Introduction
There’s a common misconception in cybersecurity discussions: that ISO 27001, NIST CSF, and CIS Controls are competing standards, and organizations must “choose” one to adopt. This framing misses the point entirely.
These frameworks are not products to purchase or methodologies to implement wholesale. They represent accumulated knowledge—decades of collective thinking about what works in cybersecurity practice. A mature organization already has processes for managing risk, handling incidents, and controlling access. The question isn’t “which framework should we adopt?” but rather “what can we learn from each to refine what we already do?”
This perspective becomes particularly relevant with NIS2 (Directive EU 2022/2555) now in effect. The directive sets requirements that covered entities must satisfy, but it doesn’t prescribe how. Organizations need processes that meet these requirements—and the frameworks offer different angles on how to build them well.
What Each Framework Brings to the Table
Rather than comparing features to pick a winner, consider what distinct knowledge each framework offers.
ISO 27001/27002: The Management System Perspective
ISO 27001 emerged from the quality management tradition. Its core contribution isn’t a list of security controls—it’s a model for how to structure security work within an organization. The Plan-Do-Check-Act cycle, the emphasis on documented procedures, the concept of a Statement of Applicability, the formal management review—these represent refined thinking on how to make security systematic rather than ad hoc.
ISO 27002 complements this with implementation guidance for 93 controls across organizational, people, physical, and technological domains. The value isn’t in the controls themselves (most are common sense) but in the structured way they’re presented and the relationships between them.
What ISO brings: rigorous thinking about documentation, audit trails, and how security integrates with broader organizational management.
NIST CSF 2.0: The Communication Model
The NIST Cybersecurity Framework was designed to solve a different problem: how do you talk about cybersecurity across organizational levels? How does a CISO communicate risk to a board? How do different departments align their security efforts?
The six functions (Govern, Identify, Protect, Detect, Respond, Recover) provide a vocabulary that works from the boardroom to the SOC. The framework is deliberately outcomes-based—it describes what to achieve, not how to achieve it. This makes it flexible but also means it requires interpretation.
NIST CSF 2.0’s addition of the GOVERN function reflects modern thinking about cybersecurity governance. It explicitly addresses organizational context, risk management strategy, roles and responsibilities, policy, oversight, and supply chain risk management as governance concerns—not just technical ones.

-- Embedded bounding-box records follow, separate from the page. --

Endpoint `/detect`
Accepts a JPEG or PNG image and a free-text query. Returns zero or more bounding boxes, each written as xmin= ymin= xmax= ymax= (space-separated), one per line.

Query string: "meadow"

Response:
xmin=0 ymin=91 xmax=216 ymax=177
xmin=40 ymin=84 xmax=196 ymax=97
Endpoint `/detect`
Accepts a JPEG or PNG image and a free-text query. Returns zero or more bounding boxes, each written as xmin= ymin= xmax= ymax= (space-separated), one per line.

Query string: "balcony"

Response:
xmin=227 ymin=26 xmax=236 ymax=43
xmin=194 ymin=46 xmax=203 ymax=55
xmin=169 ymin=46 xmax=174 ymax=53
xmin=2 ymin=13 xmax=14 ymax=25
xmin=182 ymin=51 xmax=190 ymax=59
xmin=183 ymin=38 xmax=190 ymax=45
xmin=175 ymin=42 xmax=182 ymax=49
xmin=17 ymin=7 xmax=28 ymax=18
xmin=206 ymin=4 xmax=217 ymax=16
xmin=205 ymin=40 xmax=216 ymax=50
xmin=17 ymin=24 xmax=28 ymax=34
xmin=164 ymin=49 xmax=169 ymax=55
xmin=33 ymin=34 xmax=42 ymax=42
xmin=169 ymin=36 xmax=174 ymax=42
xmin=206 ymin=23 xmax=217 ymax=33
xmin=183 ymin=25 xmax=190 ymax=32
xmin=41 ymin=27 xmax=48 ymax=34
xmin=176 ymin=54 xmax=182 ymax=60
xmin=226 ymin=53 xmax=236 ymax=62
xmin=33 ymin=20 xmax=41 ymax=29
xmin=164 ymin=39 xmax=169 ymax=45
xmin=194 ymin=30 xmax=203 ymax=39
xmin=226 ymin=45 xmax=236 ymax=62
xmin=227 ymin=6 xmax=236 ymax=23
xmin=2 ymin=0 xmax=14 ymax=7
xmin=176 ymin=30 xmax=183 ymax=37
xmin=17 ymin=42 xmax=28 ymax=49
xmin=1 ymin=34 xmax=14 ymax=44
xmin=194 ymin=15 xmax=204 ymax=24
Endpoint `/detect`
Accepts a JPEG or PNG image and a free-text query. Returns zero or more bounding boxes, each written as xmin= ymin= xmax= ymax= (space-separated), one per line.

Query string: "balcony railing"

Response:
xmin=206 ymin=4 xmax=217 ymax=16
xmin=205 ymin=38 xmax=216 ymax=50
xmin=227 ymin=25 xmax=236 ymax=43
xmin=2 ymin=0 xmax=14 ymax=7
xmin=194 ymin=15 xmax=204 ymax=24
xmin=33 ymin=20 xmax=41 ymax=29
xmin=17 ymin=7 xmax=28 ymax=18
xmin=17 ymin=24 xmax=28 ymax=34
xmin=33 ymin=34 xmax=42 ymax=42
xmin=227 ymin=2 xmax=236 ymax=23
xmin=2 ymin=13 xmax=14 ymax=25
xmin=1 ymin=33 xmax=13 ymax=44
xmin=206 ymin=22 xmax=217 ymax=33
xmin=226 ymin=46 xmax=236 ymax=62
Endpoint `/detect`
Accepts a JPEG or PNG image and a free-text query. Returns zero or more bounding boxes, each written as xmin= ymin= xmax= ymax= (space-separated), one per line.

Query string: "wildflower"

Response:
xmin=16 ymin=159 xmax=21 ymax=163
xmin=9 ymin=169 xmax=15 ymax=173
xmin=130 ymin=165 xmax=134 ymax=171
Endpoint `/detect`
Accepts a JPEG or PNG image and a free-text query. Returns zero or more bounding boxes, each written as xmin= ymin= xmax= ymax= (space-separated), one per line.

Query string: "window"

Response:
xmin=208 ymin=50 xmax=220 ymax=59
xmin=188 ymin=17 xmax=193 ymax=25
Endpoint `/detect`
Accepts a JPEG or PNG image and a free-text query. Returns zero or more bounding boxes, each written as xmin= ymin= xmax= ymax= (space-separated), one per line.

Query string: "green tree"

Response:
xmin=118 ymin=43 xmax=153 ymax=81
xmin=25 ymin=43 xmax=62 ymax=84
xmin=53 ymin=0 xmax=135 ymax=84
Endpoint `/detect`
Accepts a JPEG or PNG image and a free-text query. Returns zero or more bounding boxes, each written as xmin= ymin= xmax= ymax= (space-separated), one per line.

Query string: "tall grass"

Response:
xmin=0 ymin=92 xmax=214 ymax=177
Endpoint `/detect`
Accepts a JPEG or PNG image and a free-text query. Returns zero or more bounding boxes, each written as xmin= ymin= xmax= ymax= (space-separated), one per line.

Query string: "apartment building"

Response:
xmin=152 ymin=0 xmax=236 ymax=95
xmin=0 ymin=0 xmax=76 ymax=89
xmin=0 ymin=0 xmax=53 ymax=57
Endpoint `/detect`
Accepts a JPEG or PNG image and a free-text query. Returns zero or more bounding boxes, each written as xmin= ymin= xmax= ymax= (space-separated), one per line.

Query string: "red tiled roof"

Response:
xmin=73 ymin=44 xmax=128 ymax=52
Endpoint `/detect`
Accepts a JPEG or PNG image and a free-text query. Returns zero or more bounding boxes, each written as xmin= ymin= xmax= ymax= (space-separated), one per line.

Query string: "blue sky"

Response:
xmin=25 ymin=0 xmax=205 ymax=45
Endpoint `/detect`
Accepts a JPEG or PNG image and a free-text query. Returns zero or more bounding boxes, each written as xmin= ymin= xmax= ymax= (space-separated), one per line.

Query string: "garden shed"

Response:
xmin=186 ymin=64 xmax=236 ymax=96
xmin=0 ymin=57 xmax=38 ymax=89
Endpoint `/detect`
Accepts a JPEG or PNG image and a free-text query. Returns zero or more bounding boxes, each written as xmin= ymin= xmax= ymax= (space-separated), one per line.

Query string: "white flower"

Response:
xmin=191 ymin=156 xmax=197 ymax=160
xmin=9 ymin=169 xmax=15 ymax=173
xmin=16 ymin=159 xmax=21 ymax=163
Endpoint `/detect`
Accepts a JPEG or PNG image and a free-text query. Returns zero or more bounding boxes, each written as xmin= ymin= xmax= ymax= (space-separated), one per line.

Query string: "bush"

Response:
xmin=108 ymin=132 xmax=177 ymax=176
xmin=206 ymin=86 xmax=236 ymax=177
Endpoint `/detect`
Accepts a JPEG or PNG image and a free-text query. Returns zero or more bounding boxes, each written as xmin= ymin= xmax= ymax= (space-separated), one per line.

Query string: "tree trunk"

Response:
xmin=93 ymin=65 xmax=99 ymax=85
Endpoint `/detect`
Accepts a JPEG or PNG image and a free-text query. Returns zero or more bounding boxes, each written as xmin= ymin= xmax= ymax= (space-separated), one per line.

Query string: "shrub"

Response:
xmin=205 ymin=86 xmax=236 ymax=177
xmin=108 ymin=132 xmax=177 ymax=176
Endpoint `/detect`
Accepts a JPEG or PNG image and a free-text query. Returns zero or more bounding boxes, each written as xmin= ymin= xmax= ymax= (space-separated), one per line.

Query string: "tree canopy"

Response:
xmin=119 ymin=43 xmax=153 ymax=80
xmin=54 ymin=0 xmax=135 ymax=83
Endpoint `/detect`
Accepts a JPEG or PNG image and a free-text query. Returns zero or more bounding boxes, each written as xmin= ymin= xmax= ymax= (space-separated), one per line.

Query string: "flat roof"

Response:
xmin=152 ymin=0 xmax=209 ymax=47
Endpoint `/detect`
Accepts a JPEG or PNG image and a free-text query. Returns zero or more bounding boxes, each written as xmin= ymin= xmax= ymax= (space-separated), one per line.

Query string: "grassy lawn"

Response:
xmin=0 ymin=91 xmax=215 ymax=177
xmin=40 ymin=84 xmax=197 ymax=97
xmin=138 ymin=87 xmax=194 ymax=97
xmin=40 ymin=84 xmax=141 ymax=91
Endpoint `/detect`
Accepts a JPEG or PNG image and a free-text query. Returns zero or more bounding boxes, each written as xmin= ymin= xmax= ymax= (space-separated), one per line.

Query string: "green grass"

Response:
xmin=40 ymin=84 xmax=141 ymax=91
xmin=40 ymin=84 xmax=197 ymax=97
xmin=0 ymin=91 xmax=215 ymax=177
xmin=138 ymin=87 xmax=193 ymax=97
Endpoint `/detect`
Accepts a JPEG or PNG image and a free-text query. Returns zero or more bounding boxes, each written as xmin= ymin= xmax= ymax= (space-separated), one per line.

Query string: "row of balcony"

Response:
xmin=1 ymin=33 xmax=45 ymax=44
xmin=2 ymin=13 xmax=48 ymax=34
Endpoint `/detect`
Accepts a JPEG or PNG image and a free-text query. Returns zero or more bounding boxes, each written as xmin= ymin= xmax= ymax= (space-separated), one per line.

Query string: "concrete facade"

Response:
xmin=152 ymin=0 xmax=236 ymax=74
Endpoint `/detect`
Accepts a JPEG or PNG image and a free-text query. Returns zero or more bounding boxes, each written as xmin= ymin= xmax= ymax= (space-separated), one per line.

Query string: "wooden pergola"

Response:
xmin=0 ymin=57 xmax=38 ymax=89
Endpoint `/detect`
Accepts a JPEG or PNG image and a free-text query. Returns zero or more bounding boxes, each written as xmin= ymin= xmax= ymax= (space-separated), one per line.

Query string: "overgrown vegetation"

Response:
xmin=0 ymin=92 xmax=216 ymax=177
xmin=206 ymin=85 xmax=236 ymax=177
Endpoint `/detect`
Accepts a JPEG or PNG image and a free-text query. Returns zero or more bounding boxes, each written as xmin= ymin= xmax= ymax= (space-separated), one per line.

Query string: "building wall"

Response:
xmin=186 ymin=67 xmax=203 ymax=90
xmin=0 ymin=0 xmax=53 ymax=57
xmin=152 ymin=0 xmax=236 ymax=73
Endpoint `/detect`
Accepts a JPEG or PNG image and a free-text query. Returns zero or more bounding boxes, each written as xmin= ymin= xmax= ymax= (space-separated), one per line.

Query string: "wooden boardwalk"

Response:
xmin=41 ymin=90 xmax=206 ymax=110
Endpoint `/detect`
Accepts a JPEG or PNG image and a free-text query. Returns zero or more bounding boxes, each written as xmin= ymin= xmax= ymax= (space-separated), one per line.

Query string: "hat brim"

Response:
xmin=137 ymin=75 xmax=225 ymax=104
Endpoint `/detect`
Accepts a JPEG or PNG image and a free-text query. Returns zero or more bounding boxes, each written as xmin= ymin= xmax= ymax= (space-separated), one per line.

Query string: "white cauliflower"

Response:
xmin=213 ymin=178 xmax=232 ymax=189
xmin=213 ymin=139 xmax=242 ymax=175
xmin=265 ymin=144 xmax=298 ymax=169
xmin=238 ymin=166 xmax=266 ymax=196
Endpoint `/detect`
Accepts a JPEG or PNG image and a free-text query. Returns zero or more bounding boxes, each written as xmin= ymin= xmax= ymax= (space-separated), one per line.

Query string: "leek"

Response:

What NIST brings: a communication framework for aligning security efforts across an organization and engaging leadership in cybersecurity decisions.
CIS Controls v8.1: The Threat-Informed Playbook
The CIS Controls take a fundamentally different approach. Rather than starting from management theory or communication needs, they start from attack data. What do adversaries actually exploit? What defenses actually work? The controls are prioritized based on effectiveness against real-world threats, mapped to the MITRE ATT&CK framework.
The Implementation Groups (IG1, IG2, IG3) provide a maturity model that helps organizations focus their efforts. IG1 represents essential cyber hygiene—the baseline every organization should achieve. IG2 and IG3 add sophistication appropriate for organizations with greater risk exposure or capability.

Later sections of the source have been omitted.